1.2 Statement of Problem
The non-financial companies in Nigeria is inclusive of both companies that have failed or succeeded. It is therefore of great importance to know the effect of firm age on the profitability of the companies. There is inconclusive state of the argument and debate in the finance and management literature on account of the direction of relationship between the age of firm and its profitability. This forms our major gap in the literature which has prompted this study. Another gap emanates from the divergent views on the measurement of firm age and profitability.
1.3 Research Questions
The following are the questions to be considered in this study:
i. To what extent does firm age affect the profitability of non-financial companies in Nigeria?
ii. What is the nature of the effect of firm age on the profitability of the firm?
iii. To what extent does older firms out performs younger firm?
1.4 Objective of the Study
From the research questions raised above, the specific objective to guide the study includes:
i. To determine if firm age affect the profitability of non-financial companies in Nigeria.
ii. To examine the nature of the effect of firm age on the profitability of the firm.
iii. To know if older firms out performs younger firm.
1.4 Statement of Hypothesis
Based on the objectives of the study, the following hypotheses are formulated;
HO: There is no relationship between firm age and profitability.
HI: There is relationship between firm age and profitability.
HO: Older firms does not perform better than younger firms.
HI: Older firms perform better than younger firms.
HO: Firm’s age does not affect the profitability of non-financial companies in Nigeria.
HI: Firm’s age affect the profitability of non-financial companies in Nigeria.
1.6 Significance of the Study
This study will be of relevance to:
1. Companies with better understanding of the dynamics of the effect of firm age and its profitability.
2. It will also contribute to the existing frontiers of knowledge.
3. It will help firms to better improve their working in other to be more profitable.
1.7 Scope of the Study
The study examines if firms age is a determine of firm financial performance in Nigeria. The study investigates about seventy-nine (79) non-financial companies listed on the Nigerian Stock Exchange. The time frame for this study is between 2009 – 2014 (i.e. 5 years) and the geographical coverage is Edo State.

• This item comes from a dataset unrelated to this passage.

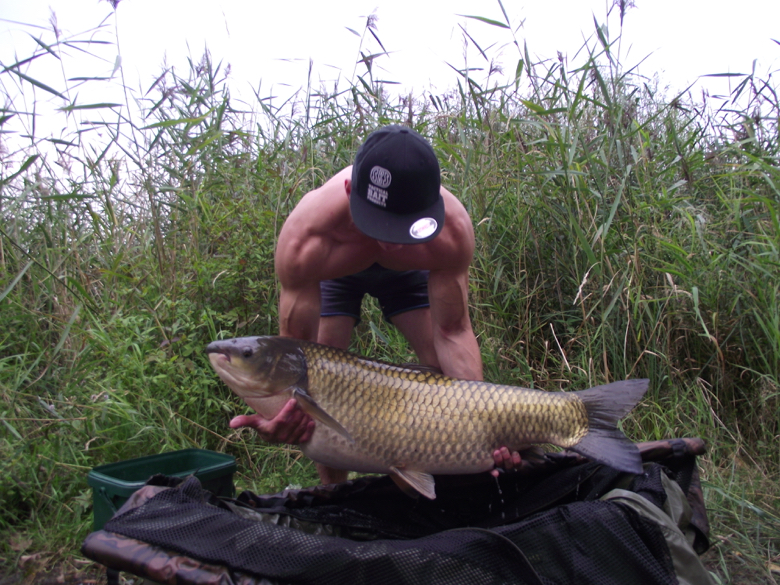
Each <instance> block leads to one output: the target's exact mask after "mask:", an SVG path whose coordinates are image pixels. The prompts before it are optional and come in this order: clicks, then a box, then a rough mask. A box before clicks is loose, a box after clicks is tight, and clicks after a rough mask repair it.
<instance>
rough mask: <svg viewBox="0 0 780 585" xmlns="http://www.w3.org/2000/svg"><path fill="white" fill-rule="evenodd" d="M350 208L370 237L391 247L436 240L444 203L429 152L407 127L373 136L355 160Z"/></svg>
mask: <svg viewBox="0 0 780 585" xmlns="http://www.w3.org/2000/svg"><path fill="white" fill-rule="evenodd" d="M349 207H350V211H351V212H352V220H353V221H354V222H355V225H356V226H357V227H358V229H359V230H360V231H361V232H363V233H364V234H366V235H367V236H369V237H371V238H375V239H377V240H381V241H383V242H390V243H393V244H422V243H424V242H428V241H430V240H432V239H433V238H435V237H436V236H437V235H439V232H440V231H441V229H442V228H443V227H444V199H442V196H441V172H440V170H439V161H438V160H437V158H436V154H435V153H434V152H433V147H432V146H431V145H430V144H429V143H428V141H427V140H425V138H423V137H422V136H420V135H419V134H418V133H417V132H415V131H414V130H412V129H411V128H407V127H406V126H399V125H392V126H386V127H384V128H380V129H379V130H377V131H375V132H373V133H371V134H370V135H369V137H368V138H367V139H366V141H365V142H364V143H363V145H362V146H361V147H360V148H359V149H358V152H357V155H356V156H355V163H354V165H353V167H352V192H351V194H350V197H349Z"/></svg>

1.8 Limitations of the Study
Secondary data such as annual financial reports are prepared using different economic and management policies accounting years and different data thus, there are accorded different interpretation by users of such reports. The nature of variable, may not allow for generation as it not true representative of the entire company. Other limitations of the study are those practical problem hindrance or constraint that limited against the study. In the process of carryout the study, many difficulties and constraints were encountered.
· Lack of response from the people who are under investigation.
· Reluctance on the part of some officer to provide official information
1.9 Definition of Terms
1. Firms: A firm is an organized business enterprise.
2. Profitability: This is the capacity to make money or the quality or state of being profitable.
3. Organization: A group of people or other legal entities with an explicit purpose and written rules.
4. Management: In terms of administration, it is practice or process or process of managing and are executives of an organization in terms of execution.
5. Employee: An individual who provide labour to a company or another person.
6. Industry: This can be collection of firms or businesses of the same type, considered as a while.
7. Development: This is the process of growth, improvement directed toward positive change.
8. Compensation: Compensation is that which constitutes or is regarded as an equivalent or a reward on some loss or service.
9. Age: The whole duration of a thing which is between its beginning to the present period under review.
10. Firm Age: This is the whole duration or life period that a business enterprise has existed.